When I working on l1-minimize problem, I wrote a very simple cg solver here and it can solve for a sparse matrix of A (Ax=B where x and B are dense) (c with cxcore from opencv):

http://github.com/liuliu/l1qc/tree/master/src/

Retric · on Jan 19, 2010

Speed is not the only measurement, accuracy can also be a problem.

roundsquare · on Jan 20, 2010

Not necessarily. The specific mathematical/programming techniques can be very complex. It is probably not reasonable to learn them just because you are dealing with large matrices. Of course, some knowledge of the computational complexity is definitely helpful.

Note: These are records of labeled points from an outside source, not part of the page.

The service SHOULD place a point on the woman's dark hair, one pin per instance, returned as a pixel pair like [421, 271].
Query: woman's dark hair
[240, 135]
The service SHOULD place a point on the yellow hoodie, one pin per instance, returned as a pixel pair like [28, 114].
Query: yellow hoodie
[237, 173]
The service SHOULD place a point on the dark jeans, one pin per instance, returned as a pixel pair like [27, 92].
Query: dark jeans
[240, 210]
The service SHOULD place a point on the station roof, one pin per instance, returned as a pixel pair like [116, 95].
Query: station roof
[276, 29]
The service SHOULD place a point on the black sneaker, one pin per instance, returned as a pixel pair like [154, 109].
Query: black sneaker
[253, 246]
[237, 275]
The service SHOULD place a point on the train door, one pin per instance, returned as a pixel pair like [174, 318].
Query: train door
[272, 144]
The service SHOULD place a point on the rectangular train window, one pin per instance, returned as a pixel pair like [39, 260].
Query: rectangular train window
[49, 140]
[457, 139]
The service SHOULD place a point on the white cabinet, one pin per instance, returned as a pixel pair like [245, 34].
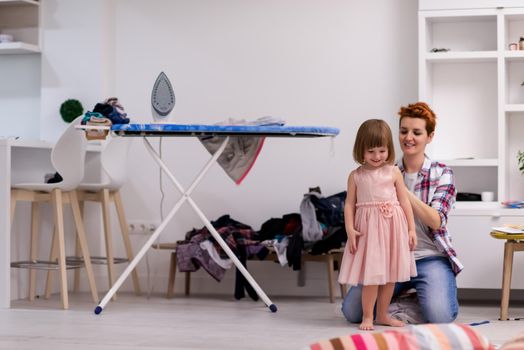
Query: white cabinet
[21, 19]
[475, 85]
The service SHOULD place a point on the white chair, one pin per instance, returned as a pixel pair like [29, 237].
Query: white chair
[114, 164]
[67, 157]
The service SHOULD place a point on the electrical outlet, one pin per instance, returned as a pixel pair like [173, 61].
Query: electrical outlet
[142, 227]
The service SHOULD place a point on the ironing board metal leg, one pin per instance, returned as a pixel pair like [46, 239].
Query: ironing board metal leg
[176, 207]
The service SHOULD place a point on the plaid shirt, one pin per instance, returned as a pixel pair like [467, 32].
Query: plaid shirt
[436, 187]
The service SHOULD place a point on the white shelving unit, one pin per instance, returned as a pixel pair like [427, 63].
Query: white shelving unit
[21, 19]
[476, 87]
[475, 90]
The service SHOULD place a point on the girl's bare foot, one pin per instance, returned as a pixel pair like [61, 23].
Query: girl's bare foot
[389, 321]
[367, 324]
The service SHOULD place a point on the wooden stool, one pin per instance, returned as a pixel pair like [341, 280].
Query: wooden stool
[329, 258]
[513, 244]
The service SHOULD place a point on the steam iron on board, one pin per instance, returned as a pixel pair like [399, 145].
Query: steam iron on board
[162, 98]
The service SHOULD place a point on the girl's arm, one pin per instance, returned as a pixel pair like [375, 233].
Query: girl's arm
[402, 195]
[349, 214]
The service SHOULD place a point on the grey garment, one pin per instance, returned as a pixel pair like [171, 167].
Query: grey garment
[406, 308]
[190, 257]
[281, 250]
[238, 156]
[241, 151]
[425, 245]
[311, 230]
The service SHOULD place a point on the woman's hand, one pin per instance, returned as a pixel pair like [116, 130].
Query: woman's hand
[412, 236]
[352, 241]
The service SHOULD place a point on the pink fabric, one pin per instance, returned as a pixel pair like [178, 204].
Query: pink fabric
[383, 254]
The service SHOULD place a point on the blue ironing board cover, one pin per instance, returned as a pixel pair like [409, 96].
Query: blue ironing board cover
[222, 130]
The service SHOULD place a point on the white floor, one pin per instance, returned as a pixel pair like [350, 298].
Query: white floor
[198, 322]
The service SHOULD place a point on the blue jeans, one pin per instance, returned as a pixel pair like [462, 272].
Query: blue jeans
[436, 291]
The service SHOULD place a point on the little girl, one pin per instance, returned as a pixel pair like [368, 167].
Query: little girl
[379, 223]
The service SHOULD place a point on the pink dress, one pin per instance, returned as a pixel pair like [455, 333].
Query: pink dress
[383, 254]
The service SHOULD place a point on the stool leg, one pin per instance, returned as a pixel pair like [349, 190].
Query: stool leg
[53, 256]
[172, 275]
[83, 244]
[188, 283]
[125, 237]
[58, 209]
[506, 279]
[108, 237]
[78, 252]
[33, 249]
[13, 204]
[331, 270]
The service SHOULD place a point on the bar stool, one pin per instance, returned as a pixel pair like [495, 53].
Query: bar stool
[67, 157]
[114, 164]
[514, 243]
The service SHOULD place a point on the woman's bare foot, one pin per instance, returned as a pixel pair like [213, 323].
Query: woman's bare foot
[389, 321]
[367, 324]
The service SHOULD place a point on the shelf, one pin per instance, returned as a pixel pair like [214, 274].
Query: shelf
[514, 55]
[484, 208]
[470, 162]
[18, 48]
[514, 108]
[462, 56]
[19, 2]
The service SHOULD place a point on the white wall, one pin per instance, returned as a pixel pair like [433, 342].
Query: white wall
[331, 63]
[307, 62]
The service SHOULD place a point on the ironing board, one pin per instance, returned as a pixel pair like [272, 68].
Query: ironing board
[199, 130]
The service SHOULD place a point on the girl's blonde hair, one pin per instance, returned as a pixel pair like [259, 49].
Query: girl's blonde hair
[373, 133]
[419, 110]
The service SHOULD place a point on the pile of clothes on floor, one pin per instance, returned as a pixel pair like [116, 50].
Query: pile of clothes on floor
[318, 228]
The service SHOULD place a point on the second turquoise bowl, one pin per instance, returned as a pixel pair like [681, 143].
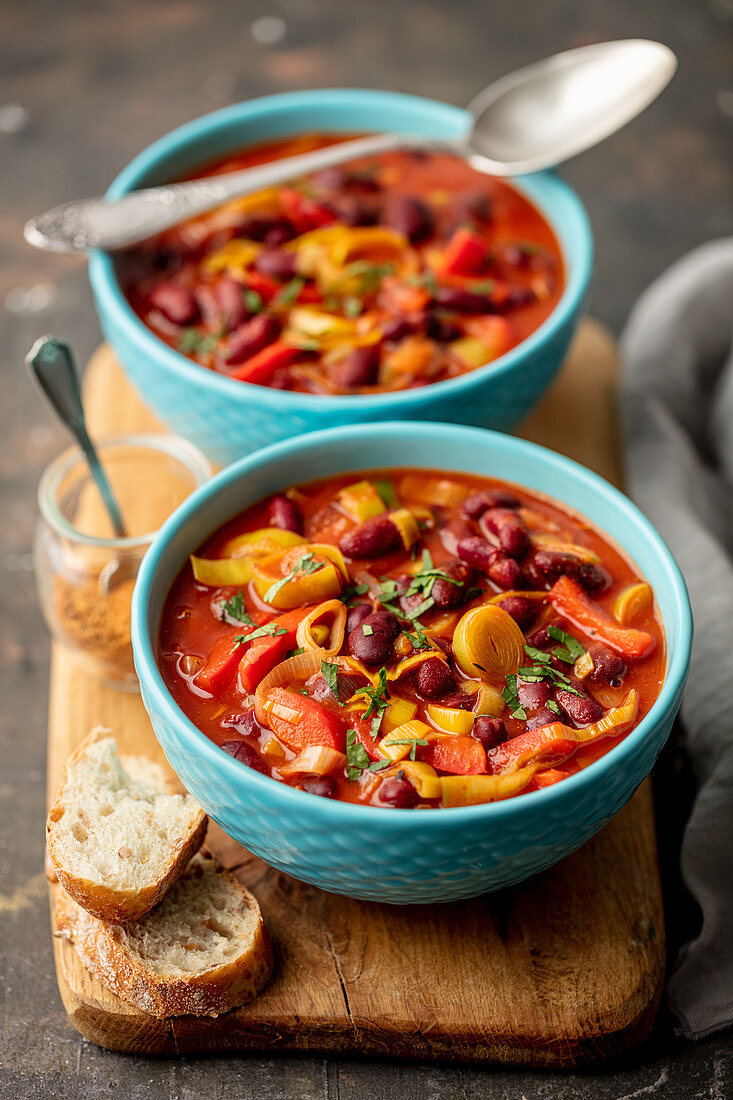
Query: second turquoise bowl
[228, 418]
[405, 855]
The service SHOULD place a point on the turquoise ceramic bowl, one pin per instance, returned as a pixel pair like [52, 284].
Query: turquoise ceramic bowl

memetichazard · on Jan 19, 2010

I'm a bit rusty on my linear algebra. Without inverting the matrix, what's the algorithm for solving Ax=b? Factorization is mentioned but I'm not sure what it means in this case.

JabavuAdams · on Jan 19, 2010

Gaussian elimination. Remember where you subtract multiples of one row from another, in order to get zeros below the diagonal? That way you can back-solve a system of equations by reading off solutions starting with the bottom-right corner.

The result of carrying out the elimination steps is a triangular matrix with all zeros below the main diagonal. Call it U, for "upper".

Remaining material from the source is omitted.